Rosmit Mantilla, deputado da oposição no Parlamento venezuelano e ativista dos direitos da comunidade lésbica, gay, bissexual, transgénero e intersexual (LGBTI) – e prisioneiro de consciência da Amnistia Internacional – foi detido em 2014. Deduziram-lhe acusações de incitamento à desordem pública, intimidação, obstrução de via pública, fogo-posto, comportamento violento danoso e conspiração para cometer ato criminoso, no contexto dos protestos contra o Governo que ocorreram entre fevereiro e julho de 2014.

O julgamento de Rosmit Mantilla baseou-se tão só nas declarações feitas por um indivíduo não identificado, o qual alegou que o deputado e ativista recebera fundos para financiar as manifestações. Não foi apresentada nenhuma prova objetiva em tribunal e os direitos de Rosmit Mantilla a um julgamento justo e à observação dos trâmites processuais foram violados.

Advogados que representam pessoas presas no contexto de casos politicamente motivados também criticaram os atrasos excessivos nos processos dos seus clientes e os obstáculos com que deparam e que visam impedi-los de levar a cabo uma representação legal eficiente – incluindo sendo barrados de aceder aos processos judiciais dos clientes, de os visitar na prisão e de ter acesso a todas as provas reunidas contra eles.

“A Venezuela tem um sistema judicial cuja independência e imparcialidade são fortemente postas em causa. As autoridades têm de garantir que o sistema de justiça no país não é usado indevidamente para perseguir ou intimidar ativistas e defensores de direitos humanos, e têm de libertar imediata e incondicionalmente todos os prisioneiros de consciência”, exorta Erika Guevara-Rosas.

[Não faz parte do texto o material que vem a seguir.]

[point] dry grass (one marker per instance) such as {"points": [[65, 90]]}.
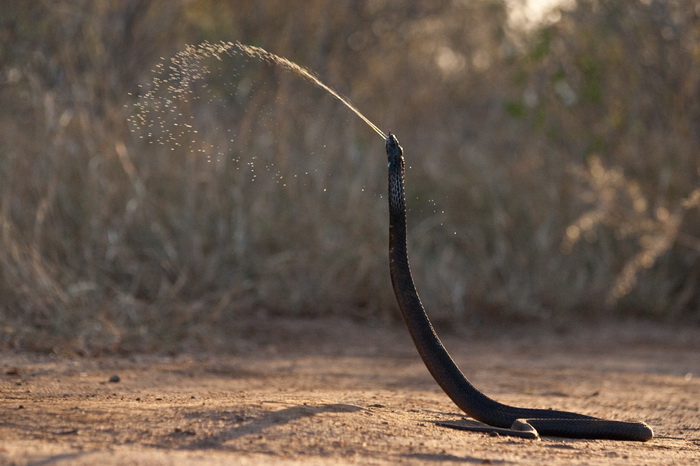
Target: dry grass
{"points": [[552, 175]]}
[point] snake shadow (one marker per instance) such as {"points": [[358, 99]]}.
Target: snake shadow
{"points": [[257, 425]]}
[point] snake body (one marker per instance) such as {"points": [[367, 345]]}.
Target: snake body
{"points": [[497, 415]]}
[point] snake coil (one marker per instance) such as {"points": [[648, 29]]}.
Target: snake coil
{"points": [[500, 418]]}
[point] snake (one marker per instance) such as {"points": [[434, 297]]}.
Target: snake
{"points": [[497, 418]]}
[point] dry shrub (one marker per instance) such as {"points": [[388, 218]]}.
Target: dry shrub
{"points": [[519, 145]]}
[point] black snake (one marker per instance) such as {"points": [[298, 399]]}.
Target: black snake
{"points": [[501, 418]]}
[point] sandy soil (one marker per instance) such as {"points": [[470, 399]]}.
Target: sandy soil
{"points": [[333, 392]]}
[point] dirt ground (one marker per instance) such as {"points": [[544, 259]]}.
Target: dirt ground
{"points": [[334, 392]]}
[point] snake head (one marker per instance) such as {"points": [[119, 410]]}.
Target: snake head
{"points": [[394, 151]]}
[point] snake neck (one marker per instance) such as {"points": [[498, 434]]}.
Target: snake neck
{"points": [[436, 358]]}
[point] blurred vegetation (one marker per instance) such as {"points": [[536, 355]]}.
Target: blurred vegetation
{"points": [[553, 171]]}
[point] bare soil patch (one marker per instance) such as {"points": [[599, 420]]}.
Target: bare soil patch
{"points": [[334, 392]]}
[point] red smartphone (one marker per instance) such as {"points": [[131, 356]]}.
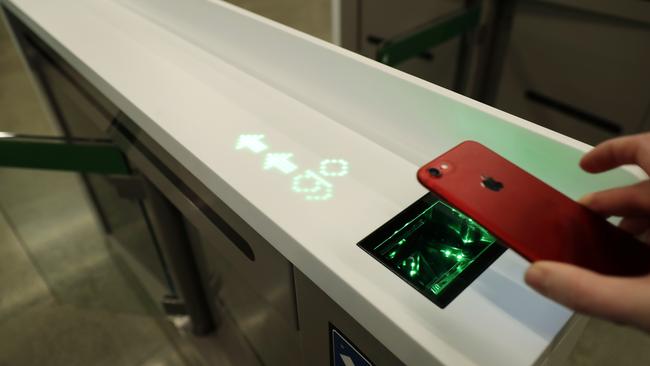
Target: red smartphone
{"points": [[528, 215]]}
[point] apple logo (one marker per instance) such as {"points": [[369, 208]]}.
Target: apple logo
{"points": [[491, 183]]}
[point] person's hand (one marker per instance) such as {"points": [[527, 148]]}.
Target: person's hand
{"points": [[621, 299]]}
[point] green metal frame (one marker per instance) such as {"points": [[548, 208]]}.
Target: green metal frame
{"points": [[64, 155], [403, 47]]}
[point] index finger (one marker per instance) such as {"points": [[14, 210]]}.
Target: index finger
{"points": [[634, 149]]}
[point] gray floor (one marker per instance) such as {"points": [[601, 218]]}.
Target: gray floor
{"points": [[64, 300]]}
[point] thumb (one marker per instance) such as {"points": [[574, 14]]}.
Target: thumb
{"points": [[622, 299]]}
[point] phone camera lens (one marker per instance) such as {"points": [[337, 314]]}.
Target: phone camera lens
{"points": [[435, 172]]}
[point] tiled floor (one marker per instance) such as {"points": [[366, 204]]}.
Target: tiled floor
{"points": [[63, 299]]}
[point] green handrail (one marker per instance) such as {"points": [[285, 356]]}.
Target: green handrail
{"points": [[403, 47], [64, 155]]}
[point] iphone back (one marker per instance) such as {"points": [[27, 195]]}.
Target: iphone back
{"points": [[529, 216]]}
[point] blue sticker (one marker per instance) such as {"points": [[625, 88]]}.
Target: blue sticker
{"points": [[345, 353]]}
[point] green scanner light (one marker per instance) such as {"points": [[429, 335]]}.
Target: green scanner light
{"points": [[434, 247]]}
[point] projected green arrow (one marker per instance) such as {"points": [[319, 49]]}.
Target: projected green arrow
{"points": [[251, 142], [279, 161]]}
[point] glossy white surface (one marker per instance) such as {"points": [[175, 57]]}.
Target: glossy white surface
{"points": [[197, 74]]}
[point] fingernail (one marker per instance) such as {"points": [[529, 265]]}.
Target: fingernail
{"points": [[536, 277]]}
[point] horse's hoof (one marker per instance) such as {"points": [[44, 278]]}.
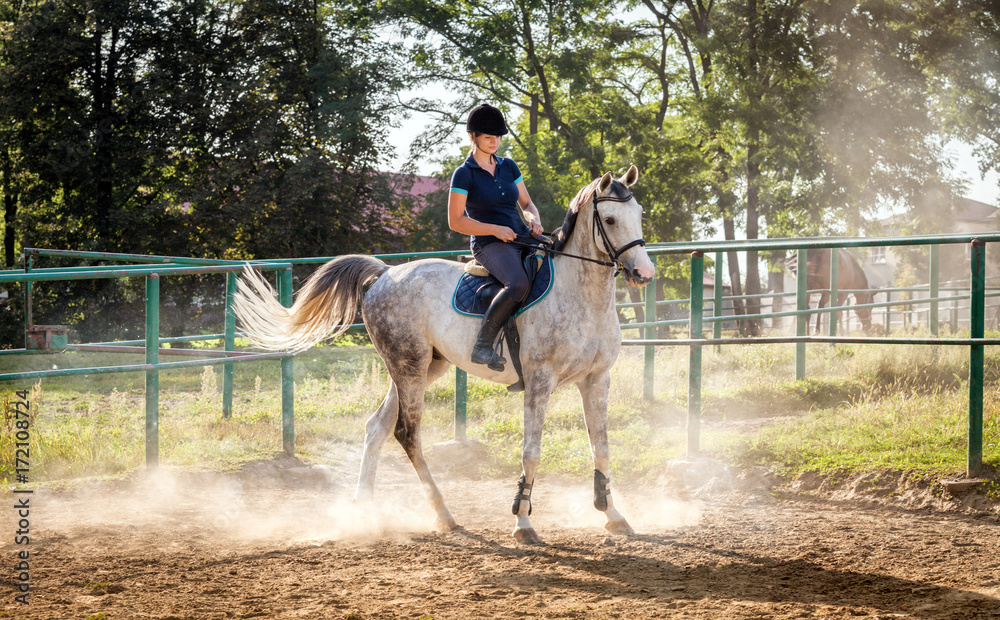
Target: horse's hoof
{"points": [[445, 525], [527, 536], [620, 526]]}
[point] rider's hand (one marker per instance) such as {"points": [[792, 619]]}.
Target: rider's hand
{"points": [[505, 234]]}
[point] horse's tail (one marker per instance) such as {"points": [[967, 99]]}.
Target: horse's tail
{"points": [[324, 307]]}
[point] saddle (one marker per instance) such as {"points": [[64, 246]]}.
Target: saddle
{"points": [[477, 288]]}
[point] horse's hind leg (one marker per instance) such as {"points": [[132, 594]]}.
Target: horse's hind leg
{"points": [[538, 388], [410, 391], [378, 428], [594, 391]]}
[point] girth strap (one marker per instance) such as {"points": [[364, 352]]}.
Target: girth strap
{"points": [[523, 493]]}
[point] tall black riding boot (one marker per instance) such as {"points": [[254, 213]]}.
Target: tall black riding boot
{"points": [[496, 317]]}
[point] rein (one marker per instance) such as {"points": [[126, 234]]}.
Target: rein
{"points": [[545, 243]]}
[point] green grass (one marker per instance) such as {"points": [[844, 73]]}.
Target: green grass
{"points": [[864, 407]]}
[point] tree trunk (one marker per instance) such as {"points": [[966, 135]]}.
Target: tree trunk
{"points": [[733, 262], [10, 200], [752, 325]]}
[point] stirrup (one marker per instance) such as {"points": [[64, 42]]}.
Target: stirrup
{"points": [[497, 361]]}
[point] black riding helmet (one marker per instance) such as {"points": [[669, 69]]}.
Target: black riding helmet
{"points": [[486, 119]]}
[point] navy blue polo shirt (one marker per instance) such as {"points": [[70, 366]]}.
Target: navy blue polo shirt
{"points": [[491, 199]]}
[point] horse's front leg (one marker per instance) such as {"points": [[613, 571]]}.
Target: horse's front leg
{"points": [[594, 391], [538, 388]]}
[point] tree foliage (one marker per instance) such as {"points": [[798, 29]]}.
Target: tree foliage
{"points": [[210, 128]]}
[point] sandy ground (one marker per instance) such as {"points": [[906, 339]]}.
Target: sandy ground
{"points": [[278, 540]]}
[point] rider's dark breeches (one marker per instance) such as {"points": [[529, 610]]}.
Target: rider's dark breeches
{"points": [[503, 261]]}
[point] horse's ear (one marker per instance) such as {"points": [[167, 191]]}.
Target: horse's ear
{"points": [[629, 178], [604, 183]]}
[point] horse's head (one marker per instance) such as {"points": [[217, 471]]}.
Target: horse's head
{"points": [[617, 226]]}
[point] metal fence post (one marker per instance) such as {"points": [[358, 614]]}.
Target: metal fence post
{"points": [[28, 318], [888, 312], [229, 344], [977, 317], [801, 320], [461, 403], [152, 376], [649, 333], [932, 319], [717, 302], [834, 277], [287, 377], [694, 358]]}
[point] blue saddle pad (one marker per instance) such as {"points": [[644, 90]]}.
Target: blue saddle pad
{"points": [[468, 300]]}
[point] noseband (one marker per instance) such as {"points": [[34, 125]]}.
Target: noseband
{"points": [[598, 229]]}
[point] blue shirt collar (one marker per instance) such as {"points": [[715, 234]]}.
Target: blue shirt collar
{"points": [[472, 163]]}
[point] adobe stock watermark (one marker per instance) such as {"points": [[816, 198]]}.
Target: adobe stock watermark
{"points": [[21, 428]]}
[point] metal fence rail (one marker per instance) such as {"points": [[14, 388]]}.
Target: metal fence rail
{"points": [[152, 268]]}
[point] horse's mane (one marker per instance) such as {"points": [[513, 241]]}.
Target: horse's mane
{"points": [[585, 195]]}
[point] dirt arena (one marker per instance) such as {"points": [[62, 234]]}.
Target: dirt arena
{"points": [[280, 540]]}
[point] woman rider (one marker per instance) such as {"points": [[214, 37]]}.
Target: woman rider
{"points": [[488, 200]]}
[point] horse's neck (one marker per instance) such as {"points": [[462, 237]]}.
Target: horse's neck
{"points": [[590, 281]]}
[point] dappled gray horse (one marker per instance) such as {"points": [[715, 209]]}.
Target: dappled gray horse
{"points": [[571, 336]]}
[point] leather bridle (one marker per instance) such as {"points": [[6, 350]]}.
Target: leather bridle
{"points": [[598, 229]]}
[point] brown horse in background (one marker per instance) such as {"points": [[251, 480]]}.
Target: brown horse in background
{"points": [[850, 275]]}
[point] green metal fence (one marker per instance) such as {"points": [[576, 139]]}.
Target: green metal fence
{"points": [[695, 341], [154, 268]]}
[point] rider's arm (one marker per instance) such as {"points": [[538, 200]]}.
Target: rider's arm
{"points": [[530, 210], [462, 223]]}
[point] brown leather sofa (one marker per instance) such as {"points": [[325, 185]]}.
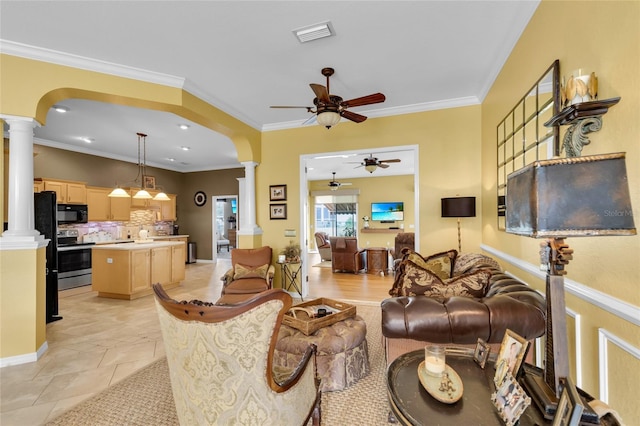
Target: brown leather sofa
{"points": [[324, 246], [410, 321], [345, 255]]}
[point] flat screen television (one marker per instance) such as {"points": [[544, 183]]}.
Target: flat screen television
{"points": [[387, 211]]}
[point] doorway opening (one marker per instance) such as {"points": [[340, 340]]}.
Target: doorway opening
{"points": [[225, 219]]}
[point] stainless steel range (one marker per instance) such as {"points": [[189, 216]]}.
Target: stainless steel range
{"points": [[74, 260]]}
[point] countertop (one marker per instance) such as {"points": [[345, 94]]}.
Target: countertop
{"points": [[136, 246]]}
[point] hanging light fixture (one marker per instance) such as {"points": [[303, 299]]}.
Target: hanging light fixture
{"points": [[142, 194], [328, 119]]}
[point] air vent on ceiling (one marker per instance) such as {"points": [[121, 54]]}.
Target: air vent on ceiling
{"points": [[314, 32]]}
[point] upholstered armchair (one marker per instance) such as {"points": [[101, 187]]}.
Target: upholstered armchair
{"points": [[345, 254], [221, 363], [324, 246], [402, 240], [251, 273]]}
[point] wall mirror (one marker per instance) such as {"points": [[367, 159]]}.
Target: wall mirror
{"points": [[522, 137]]}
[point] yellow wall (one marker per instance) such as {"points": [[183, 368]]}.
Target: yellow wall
{"points": [[449, 150], [22, 302], [603, 37]]}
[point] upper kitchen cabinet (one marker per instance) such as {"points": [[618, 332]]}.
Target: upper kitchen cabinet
{"points": [[104, 208], [67, 192]]}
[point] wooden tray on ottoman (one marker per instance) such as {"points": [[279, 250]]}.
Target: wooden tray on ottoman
{"points": [[308, 325]]}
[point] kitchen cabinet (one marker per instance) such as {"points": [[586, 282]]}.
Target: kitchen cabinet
{"points": [[126, 271], [67, 192], [102, 207]]}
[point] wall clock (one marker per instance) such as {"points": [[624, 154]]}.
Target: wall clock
{"points": [[200, 198]]}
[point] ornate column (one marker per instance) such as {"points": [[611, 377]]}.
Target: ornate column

A advogada Raquel Sánchez, que representa vários manifestantes presos, tem sido alvo de uma campanha intensa de intimidação e de ataques que têm por objetivo parar o trabalho que faz. Mais recentemente, na noite de 6 de junho, três homens encapuzados atacaram-na brutalmente e ao advogado Oscar Alfredo Ríos Santos quando viajavam juntos de carro. Os atacantes partiram um dos vidros do veículo, no que Raquel Sánchez sofreu ferimentos na cabeça.

O país não possui uma estrutura legal e institucional para proteger eficazmente os defensores de direitos humanos, incluindo jornalistas, advogados e juízes, os quais são ameaçados e cujas vidas ficam em risco devido à profissão que desempenham.

“O Governo do Presidente [Nicolás] Maduro e a Assembleia Nacional têm de encetar imediatamente um diálogo consistente para encontrarem formas eficientes de resolver as necessidades urgentes da população na Venezuela, incluindo chegarem a acordo sobre um sistema para solicitarem cooperação internacional. O diálogo tem de assentar no respeito total e na proteção dos direitos humanos de todos os cidadãos na Venezuela sem nenhuma discriminação”, reitera a diretora da Amnistia Internacional para a região das Américas.

Erika Guevara-Rosas frisa ainda que “as autoridades têm de reconhecer e respeitar urgentemente o trabalho legítimo dos defensores de direitos humanos, advogados e jornalistas, e promover a existência de uma estrutura legal e institucional que os proteja de forma eficiente, assim como garantir que estes profissionais conseguem desempenhar o seu trabalho num clima seguro e propício ao exercício dessas atividades”.